A few semi-random tid-bits: The rumor is that the Japanese delegation will bring Climate Change as a primary theme to the next G8 meeting in Tokyo in July, so GEO and POGO are planning appropriate advocacy activities related to this. An interesting theme that pervaded the meeting was the need to work more closely with the economics community to be able to better quantify societal risks and benefits... and Elke Weber's work on decision-making was widely quoted. It was good to see Jim Baker (ex-Head of NOAA) again after so many years - he has recently taken on a new role working with the Clinton Foundation on the use of remote sensing approaches to the monitoring of forestry related to carbon sequestration. Jim talked about the need for a 'Stern Report for the Oceans'. Concerns about data exchange, data openness, and of course interoperability. I was unpleasantly surprised by the apparent acceptance of the inevitability of ocean fertilization as one of the approaches to carbon sequestration (although pleased that SCOR is about to release a formal statement on this issue in the 3-4 weeks time frame).
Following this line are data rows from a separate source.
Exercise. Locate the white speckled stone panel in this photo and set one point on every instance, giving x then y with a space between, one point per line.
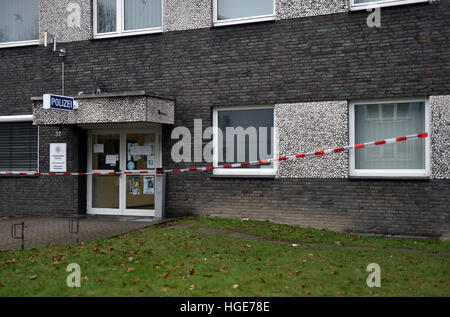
57 18
187 14
290 9
440 137
308 127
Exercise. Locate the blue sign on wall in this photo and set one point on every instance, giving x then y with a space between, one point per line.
59 102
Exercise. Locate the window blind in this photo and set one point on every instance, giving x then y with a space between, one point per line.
18 146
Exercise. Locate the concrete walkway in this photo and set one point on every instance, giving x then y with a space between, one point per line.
47 231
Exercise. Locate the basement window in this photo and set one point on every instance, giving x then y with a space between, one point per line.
227 12
19 22
127 17
378 120
18 146
368 4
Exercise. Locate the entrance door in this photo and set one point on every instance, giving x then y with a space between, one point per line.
130 152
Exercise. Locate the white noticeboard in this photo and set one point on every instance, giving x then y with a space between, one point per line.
58 157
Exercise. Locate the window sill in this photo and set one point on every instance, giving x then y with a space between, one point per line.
392 178
129 33
381 4
20 176
245 20
19 44
243 176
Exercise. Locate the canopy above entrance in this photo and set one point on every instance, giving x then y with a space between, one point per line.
132 106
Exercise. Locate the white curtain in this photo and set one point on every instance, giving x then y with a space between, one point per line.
142 14
234 9
106 16
381 121
19 20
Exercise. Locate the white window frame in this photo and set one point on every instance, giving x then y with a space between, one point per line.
23 118
381 3
252 19
120 23
21 43
242 171
389 173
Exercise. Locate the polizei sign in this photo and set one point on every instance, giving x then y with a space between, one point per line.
59 102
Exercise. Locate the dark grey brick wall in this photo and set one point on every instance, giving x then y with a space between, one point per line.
334 57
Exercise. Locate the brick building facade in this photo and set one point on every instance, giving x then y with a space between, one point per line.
310 61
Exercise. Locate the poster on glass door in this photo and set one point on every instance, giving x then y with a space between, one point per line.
149 185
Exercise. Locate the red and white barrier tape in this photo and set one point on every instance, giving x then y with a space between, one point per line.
244 164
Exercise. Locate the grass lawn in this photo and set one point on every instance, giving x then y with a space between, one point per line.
205 257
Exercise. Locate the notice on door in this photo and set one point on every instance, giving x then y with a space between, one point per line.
58 157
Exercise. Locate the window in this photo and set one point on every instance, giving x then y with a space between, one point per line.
18 145
228 12
371 121
19 22
364 4
241 135
126 17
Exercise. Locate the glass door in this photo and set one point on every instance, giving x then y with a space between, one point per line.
104 190
140 188
130 152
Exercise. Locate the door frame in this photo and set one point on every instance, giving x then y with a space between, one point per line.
122 132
I was also unpleasantly surprised to discover that the Swizzle Inn has taken meat pies off its menu, and the White Horse is yuppified beyond recognition, and worst of all, the Pub on the Square in St. Georges is no more...
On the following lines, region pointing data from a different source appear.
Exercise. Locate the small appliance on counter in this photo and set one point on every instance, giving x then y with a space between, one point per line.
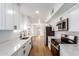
68 39
23 35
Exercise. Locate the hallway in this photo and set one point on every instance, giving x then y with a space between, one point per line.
39 48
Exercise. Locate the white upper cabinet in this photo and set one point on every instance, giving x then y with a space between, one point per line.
10 16
16 16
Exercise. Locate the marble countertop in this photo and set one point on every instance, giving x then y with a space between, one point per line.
11 46
69 50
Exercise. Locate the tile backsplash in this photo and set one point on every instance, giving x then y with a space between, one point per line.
7 35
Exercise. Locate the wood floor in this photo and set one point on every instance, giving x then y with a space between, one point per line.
39 48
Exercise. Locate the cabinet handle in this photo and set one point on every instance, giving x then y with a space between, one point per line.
24 52
23 46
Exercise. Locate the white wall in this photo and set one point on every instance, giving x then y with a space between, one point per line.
8 35
73 15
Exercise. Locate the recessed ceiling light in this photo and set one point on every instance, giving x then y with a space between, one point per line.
37 12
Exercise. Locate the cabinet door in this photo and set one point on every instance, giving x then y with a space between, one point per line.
9 15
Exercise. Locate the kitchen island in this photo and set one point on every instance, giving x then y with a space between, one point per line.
12 47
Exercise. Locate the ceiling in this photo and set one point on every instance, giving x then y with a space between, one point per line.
28 9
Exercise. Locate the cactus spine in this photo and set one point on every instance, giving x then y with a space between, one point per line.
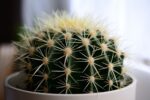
67 54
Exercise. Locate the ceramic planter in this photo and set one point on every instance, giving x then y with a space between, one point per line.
15 80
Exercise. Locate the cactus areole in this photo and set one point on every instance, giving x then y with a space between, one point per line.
70 55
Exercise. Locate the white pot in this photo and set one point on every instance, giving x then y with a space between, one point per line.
13 93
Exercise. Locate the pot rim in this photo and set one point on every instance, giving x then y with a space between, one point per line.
7 85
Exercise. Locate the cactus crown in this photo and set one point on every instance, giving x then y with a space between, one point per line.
67 54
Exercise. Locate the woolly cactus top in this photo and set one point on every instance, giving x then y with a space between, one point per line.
68 54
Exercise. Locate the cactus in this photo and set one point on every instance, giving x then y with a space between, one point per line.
67 54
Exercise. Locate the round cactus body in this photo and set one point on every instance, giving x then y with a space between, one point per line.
67 54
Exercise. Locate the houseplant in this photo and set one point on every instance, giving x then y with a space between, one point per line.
69 58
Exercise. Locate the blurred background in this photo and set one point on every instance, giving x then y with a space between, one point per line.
129 19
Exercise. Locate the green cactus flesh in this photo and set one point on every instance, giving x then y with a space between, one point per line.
70 62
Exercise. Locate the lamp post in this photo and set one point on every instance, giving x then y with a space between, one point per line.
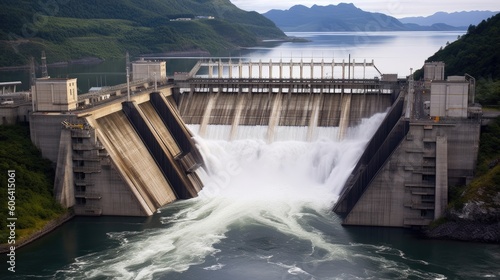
128 85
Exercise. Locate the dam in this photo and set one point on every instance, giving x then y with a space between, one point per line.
122 153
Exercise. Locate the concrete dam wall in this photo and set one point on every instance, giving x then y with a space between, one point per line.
120 158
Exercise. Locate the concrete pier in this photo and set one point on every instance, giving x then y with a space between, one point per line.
119 157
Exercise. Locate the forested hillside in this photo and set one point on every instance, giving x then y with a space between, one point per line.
478 204
34 180
477 53
71 29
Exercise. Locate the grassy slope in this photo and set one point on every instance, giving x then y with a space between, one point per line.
35 205
107 28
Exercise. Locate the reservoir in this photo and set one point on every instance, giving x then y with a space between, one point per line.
265 212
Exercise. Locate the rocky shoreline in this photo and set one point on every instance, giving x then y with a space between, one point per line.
49 227
474 222
466 231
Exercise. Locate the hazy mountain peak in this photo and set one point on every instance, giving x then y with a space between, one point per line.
341 17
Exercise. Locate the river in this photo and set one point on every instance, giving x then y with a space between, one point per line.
265 212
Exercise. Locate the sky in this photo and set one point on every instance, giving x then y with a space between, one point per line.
395 8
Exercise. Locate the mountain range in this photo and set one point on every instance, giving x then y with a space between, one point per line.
72 29
457 19
347 17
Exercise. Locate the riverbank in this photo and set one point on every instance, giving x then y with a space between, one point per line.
466 231
46 229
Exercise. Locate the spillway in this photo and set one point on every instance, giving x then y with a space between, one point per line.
276 111
133 160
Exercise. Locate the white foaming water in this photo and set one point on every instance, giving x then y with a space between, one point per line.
250 182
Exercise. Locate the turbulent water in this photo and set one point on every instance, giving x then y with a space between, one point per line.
261 215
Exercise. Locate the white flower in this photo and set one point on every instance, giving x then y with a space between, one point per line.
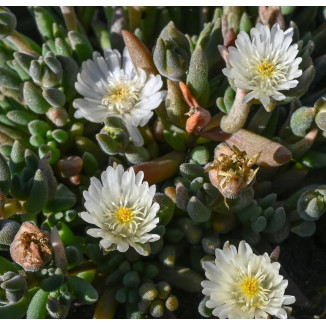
244 285
265 65
123 210
112 86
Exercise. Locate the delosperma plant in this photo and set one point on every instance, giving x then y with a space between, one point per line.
162 162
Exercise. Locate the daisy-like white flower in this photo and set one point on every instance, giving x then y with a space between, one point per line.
264 64
122 208
243 285
112 86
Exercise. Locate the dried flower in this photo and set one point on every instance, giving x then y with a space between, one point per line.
31 247
264 65
123 210
114 88
231 171
243 285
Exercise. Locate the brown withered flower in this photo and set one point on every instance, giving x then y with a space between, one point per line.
31 247
231 171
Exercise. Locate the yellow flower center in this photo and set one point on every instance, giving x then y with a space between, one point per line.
265 69
120 95
124 214
250 287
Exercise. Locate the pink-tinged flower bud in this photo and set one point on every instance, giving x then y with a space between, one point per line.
31 247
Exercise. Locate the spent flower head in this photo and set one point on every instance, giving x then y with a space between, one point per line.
112 86
232 170
31 247
264 64
243 285
122 208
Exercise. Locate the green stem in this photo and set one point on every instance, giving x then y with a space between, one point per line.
70 18
259 121
238 114
22 45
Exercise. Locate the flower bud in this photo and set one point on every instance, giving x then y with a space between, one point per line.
148 291
172 303
301 120
311 204
54 97
172 53
156 309
31 247
58 116
14 285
Speaking of food and drink, and bringing things much closer to home: for sometime we have been looking into establishing a new contract for operation of our cafeteria. In recent years, it has simply been costing us too much money - we can no longer afford to sustain it. So, we have negotiated a new management contract with a new vendor: Unique Food Management of Cresskill, NJ, a private firm that operates a number of corporate cafeteria's of similar size throughout New Jersey. They will take over our cafeteria operations on Monday, January 28th. An old friend, Dawn, who worked in our cafeteria when Lamont ran the service with our own employees, will be returning. We are looking forward to this opportunity to improve the quality of the services we provide. I hope you will stop in and give the new management a warm welcome. On-campus catering is important to generate enough business to sustain our cafeteria operations, so please keep the cafeteria in mind when hosting your next event.
I will be home this weekend, and back in the office on Monday. It has been sunny and 70 degrees in Bermuda. Not sure that I am ready for New York weather again.